The “opponents” are now shifting gears. After a prolonged period of silence, they are reappearing in cyberspace and on stages of halls of infamy, lending support to one another and playing the same old record no one with an honest mind cares to hear about. They are talking about “reconciliation” and yet they have no qualms to call those with whom they had to “reconcile” the most vicious medical term there is, “rabid”, mad dogs, animals suffering from an irreversible disease called rabies. They are shuttling from town to town to comfort one another and “discuss the Constitution” as if the Eritrean public did not know better. Why all of a sudden we are hearing of their meetings and “words of wisdom”? If there is anything new in town these days, it is that the “Tigrayan officials [are] warn[ing] of clashes over Badme”, and “…one way or another there will be skirmishes” between Eritrea and Ethiopia. Did their weyane friends give them signals to resume the usual, the other side of a war, a propaganda campaign? If so, what excuse will they come up with now to justify their actions? There is no Badme to “invade” at this time. No one should make a case out of it. No more. That damn place is now reaffirmed to be Eritrean. So said an international court. Wouldn’t the “opponents” in concert with their weyane friends leave us alone to mind our own lives as much as they should with theirs?
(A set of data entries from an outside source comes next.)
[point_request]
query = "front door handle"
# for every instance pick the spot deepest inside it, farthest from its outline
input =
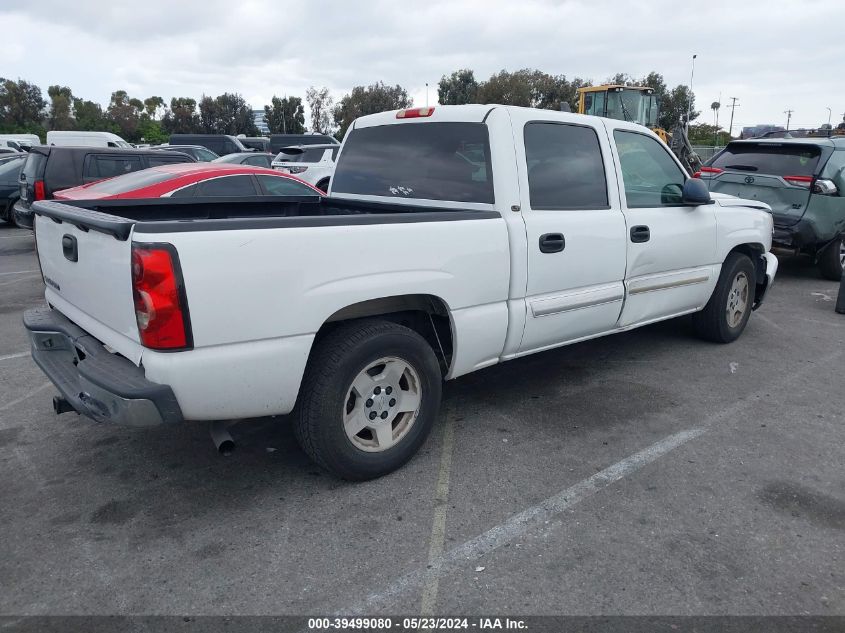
(640, 234)
(552, 242)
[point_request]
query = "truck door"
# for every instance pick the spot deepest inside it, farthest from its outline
(574, 227)
(671, 247)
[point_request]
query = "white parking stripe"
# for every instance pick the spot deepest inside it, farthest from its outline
(9, 405)
(19, 272)
(438, 527)
(18, 355)
(520, 523)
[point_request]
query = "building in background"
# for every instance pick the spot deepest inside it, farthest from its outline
(258, 117)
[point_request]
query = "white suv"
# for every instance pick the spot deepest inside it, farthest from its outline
(312, 163)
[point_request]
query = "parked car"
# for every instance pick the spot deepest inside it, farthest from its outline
(278, 141)
(355, 308)
(9, 187)
(257, 159)
(197, 152)
(49, 169)
(258, 143)
(25, 141)
(802, 180)
(86, 139)
(312, 163)
(192, 180)
(220, 144)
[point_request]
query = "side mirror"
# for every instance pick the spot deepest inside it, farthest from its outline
(695, 192)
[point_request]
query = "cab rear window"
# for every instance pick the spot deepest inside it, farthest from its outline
(428, 161)
(770, 158)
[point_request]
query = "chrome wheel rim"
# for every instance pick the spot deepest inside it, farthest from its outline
(382, 404)
(737, 300)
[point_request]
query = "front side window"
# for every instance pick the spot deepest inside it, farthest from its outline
(281, 186)
(565, 167)
(650, 176)
(227, 186)
(430, 161)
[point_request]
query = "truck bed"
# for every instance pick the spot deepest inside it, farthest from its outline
(168, 215)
This is not to say that the “opponents” should not be responsible for their own actions. Like for the weyanes, a day of reckoning should also begin for them. Unlike the position they advocated, Eritrea is not the “aggressor” nation. It couldn’t be. Eritrea couldn’t have “invaded” its own territory. Badme, the “root cause” of the war itself and the nemesis for the “opponents” to take positions of dissentions against the Eritrean government, is reconfirmed to belong to Eritrea through the rule of law. The cases of the Bandinis and the Lakes are consequences of the war itself as much as the actions taken by the “opponents” in advocating for the foreign diplomats. Therefore, whatever misdeeds committed by the “opponents” cannot be seen in isolation. Eritrea has had to struggle against the political, economic, diplomatic, and humanitarian onslaught advocated by the “opponents”, so that the European Union, the Africa Union, the U.S., humanitarian organizations, and civic agencies would deny Eritrea of their assistance and take stringent measures against it.
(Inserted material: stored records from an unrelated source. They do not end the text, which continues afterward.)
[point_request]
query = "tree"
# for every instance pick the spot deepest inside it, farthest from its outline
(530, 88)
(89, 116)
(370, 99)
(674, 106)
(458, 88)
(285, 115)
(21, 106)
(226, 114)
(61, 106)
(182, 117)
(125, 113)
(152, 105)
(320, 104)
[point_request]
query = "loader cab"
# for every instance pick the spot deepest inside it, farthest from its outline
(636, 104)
Already, officials of the weyane regime are seeing that “the fallout of the legal [Eritrea-Ethiopia border] decision could reverberate around the ruling coalition group – the Ethiopian People’s Revolutionary Democratic Front (EPDRF)”. In his deliberations of April 1, 2003 filed by IRIN News, the President of Ethiopia’s Tigray region was particularly honest when he said that the border ruling “will damage the image of the TPLF [Tigray People’s Liberation Front, dominant Party in the EPDRF], and the capacity of the TPLF to hold the people may be restrained”. As the deputy administrator of the Tigray region, Mr. Abadi Zemo, has also noted that “the effects [of the border ruling] could be felt wider than just in the border region”, the future of Ethiopia simply rests on how Mr. Meles and his ruling coalition conduct business from here on. As a starter, they should abide by the ruling of the Boundary Commission. The guarantors of the Algeries Peace Agreement between Eritrea and Ethiopia (the United Nations, African Union, European Union, and U.S.A.) have particularly the responsibility that peace reins in the ever-troubled region of East Africa. It will all depend on how Ethiopia is allowed to behave by the international community from now on. For its own sake and for the sake of the peoples in the region and world peace, Ethiopia should be reminded to stay clear from wars, and instead focus on building its own economy and feeding its own people.